Enclosure, Ballynora, Co. Cork
Co. Cork |
Enclosures
Sitting in open pasture at Ballynora in County Cork, an overgrown earthwork has appeared on Ordnance Survey maps for well over a century without attracting much attention.
Trapezoidal in plan and roughly thirty metres across in each direction, it is defined by a bank about a metre high and an external fosse, or ditch, dropping to around one and a half metres in depth. The fosse is the detail that makes the site quietly interesting: not all enclosures have one, and its presence outside the bank raises the possibility that this was once a moated site.

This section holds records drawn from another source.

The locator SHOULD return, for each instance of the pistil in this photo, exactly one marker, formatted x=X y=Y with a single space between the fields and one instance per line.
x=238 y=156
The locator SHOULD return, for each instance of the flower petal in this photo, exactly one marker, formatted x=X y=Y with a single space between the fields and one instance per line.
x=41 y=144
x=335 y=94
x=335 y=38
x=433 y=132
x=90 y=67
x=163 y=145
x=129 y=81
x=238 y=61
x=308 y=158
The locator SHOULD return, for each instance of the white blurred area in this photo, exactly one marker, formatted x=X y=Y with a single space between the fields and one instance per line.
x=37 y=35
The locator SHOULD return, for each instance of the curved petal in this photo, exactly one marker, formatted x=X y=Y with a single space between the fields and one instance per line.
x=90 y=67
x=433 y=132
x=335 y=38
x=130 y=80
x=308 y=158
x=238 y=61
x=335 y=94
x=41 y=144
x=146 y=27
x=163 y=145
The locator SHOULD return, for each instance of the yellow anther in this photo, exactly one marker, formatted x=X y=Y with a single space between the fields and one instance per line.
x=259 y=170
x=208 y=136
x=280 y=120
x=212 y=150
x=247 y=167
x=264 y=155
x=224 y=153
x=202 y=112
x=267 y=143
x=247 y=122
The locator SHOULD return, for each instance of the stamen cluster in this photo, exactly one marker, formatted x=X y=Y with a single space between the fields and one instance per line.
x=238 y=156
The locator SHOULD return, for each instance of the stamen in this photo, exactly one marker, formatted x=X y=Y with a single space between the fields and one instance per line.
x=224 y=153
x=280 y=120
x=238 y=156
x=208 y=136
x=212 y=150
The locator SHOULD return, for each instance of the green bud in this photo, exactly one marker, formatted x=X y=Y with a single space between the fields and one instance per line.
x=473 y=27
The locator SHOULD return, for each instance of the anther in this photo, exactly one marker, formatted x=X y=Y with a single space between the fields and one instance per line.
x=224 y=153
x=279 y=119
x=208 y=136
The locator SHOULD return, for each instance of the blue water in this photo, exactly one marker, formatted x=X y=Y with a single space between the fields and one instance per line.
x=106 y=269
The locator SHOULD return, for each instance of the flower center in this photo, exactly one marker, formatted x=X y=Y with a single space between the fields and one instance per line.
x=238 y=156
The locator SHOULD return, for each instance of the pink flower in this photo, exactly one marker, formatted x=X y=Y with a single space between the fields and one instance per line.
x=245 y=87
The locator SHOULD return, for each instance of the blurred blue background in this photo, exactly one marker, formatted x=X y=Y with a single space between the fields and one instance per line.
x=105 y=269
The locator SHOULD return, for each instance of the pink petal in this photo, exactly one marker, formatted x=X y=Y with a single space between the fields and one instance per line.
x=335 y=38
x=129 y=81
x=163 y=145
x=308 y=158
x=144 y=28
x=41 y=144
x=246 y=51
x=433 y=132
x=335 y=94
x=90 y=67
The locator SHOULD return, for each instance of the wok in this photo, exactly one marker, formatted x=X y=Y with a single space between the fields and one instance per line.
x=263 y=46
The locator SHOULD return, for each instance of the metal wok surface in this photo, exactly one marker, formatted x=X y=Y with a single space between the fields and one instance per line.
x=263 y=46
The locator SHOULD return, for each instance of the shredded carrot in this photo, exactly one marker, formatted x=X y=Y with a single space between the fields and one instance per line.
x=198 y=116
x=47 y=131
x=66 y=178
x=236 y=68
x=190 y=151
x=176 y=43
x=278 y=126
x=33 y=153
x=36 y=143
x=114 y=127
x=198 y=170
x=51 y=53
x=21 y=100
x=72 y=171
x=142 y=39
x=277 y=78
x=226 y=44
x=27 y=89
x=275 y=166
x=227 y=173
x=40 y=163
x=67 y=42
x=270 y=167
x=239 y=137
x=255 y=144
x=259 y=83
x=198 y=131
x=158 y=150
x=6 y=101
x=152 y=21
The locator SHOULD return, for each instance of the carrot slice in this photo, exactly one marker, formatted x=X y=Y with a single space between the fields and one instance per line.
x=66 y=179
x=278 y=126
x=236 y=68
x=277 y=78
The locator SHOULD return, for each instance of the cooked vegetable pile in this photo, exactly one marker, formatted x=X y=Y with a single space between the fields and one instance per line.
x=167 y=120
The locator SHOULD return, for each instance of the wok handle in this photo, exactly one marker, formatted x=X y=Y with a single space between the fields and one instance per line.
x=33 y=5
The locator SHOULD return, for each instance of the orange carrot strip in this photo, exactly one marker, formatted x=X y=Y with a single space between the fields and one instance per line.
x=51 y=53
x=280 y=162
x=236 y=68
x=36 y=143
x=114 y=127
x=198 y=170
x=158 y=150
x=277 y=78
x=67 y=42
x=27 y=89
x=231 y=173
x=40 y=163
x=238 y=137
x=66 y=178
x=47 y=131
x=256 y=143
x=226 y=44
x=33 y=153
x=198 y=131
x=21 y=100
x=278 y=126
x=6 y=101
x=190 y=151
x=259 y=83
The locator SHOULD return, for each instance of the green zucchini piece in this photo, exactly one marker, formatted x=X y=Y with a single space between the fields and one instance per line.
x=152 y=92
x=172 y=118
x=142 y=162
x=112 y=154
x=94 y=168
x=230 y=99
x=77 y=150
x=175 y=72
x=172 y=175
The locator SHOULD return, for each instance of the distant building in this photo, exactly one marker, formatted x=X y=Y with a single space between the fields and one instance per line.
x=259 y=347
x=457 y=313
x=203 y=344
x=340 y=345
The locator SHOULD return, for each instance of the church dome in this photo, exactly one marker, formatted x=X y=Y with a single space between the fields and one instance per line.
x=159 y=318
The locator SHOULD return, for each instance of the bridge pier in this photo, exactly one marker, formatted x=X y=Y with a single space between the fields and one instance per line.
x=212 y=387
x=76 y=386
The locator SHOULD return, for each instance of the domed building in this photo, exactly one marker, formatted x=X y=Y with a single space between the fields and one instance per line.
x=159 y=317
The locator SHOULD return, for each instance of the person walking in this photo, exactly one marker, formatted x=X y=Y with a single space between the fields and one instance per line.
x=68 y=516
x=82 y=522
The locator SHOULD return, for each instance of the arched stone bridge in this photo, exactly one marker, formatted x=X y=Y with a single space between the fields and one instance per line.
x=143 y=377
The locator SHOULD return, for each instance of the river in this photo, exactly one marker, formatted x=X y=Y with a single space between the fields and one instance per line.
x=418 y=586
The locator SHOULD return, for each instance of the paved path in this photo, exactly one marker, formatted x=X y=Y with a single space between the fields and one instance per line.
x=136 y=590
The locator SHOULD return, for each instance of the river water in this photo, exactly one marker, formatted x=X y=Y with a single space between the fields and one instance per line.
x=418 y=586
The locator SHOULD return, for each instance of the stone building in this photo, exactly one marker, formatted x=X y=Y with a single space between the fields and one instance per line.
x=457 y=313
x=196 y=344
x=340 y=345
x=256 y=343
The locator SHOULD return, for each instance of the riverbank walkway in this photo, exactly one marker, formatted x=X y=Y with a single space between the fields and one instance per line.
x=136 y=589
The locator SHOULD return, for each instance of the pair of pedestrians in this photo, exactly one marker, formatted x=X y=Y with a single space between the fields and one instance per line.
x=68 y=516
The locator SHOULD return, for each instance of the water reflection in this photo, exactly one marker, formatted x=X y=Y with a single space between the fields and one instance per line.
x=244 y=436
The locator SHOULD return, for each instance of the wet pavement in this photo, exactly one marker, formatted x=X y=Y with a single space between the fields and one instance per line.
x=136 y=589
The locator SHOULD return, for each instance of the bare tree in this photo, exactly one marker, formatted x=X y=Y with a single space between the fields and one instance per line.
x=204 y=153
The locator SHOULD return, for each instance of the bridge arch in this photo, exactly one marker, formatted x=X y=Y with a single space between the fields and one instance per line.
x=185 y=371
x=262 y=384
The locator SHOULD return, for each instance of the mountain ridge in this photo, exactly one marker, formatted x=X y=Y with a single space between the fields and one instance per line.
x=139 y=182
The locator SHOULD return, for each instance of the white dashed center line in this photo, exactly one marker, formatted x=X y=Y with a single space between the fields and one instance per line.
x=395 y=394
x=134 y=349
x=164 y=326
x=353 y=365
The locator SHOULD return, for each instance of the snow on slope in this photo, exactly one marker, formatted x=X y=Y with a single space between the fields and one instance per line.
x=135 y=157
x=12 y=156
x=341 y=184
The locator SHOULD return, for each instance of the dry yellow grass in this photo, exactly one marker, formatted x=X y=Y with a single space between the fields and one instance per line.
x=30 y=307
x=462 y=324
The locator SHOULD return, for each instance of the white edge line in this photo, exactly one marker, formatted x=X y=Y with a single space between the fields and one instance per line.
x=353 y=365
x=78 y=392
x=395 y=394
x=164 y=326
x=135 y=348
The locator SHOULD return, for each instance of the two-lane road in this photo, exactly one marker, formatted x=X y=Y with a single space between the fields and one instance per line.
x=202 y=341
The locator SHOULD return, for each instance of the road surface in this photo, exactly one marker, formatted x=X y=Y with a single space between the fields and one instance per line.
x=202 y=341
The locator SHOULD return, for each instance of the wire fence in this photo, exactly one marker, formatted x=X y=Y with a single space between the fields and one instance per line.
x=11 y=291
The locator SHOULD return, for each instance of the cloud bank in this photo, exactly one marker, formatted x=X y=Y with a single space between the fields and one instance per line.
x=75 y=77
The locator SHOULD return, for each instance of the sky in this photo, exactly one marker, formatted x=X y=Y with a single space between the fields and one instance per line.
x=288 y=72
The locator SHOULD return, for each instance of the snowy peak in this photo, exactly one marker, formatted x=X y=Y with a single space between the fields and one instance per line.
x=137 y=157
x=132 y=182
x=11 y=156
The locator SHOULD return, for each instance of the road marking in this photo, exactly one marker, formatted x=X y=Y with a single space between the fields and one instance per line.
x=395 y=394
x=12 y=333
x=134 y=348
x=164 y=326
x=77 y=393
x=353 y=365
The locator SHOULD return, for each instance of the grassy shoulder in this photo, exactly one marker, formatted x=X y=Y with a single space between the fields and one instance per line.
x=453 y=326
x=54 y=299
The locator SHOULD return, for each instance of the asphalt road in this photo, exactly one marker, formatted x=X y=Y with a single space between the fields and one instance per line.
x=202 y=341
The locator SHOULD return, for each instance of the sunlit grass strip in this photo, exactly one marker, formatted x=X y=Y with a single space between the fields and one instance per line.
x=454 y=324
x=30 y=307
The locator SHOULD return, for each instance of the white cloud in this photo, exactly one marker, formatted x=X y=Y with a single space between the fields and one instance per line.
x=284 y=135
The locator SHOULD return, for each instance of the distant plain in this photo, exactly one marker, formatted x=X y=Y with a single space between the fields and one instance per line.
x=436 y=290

Moated sites are a particular category of medieval enclosure, typically associated with Anglo-Norman settlement from the thirteenth and fourteenth centuries. They generally consist of a raised platform surrounded by a water-filled or seasonally wet ditch, and were used as defended farmsteads or manorial centres rather than military fortifications. The Ballynora example is cautiously described as a "possible" moated site, which is fair; the earthwork is partially overgrown and its form has been characterised as irregular, which makes confident classification difficult. Walsh, writing in 1985, noted these features and left the question open. What is clear is that the enclosure was already a fixed landscape feature when the first Ordnance Survey six-inch maps were produced in 1842, and it remained visible and mappable on the same series in 1903 and again in 1940, suggesting it has held its shape reasonably well across nearly two centuries of agricultural use.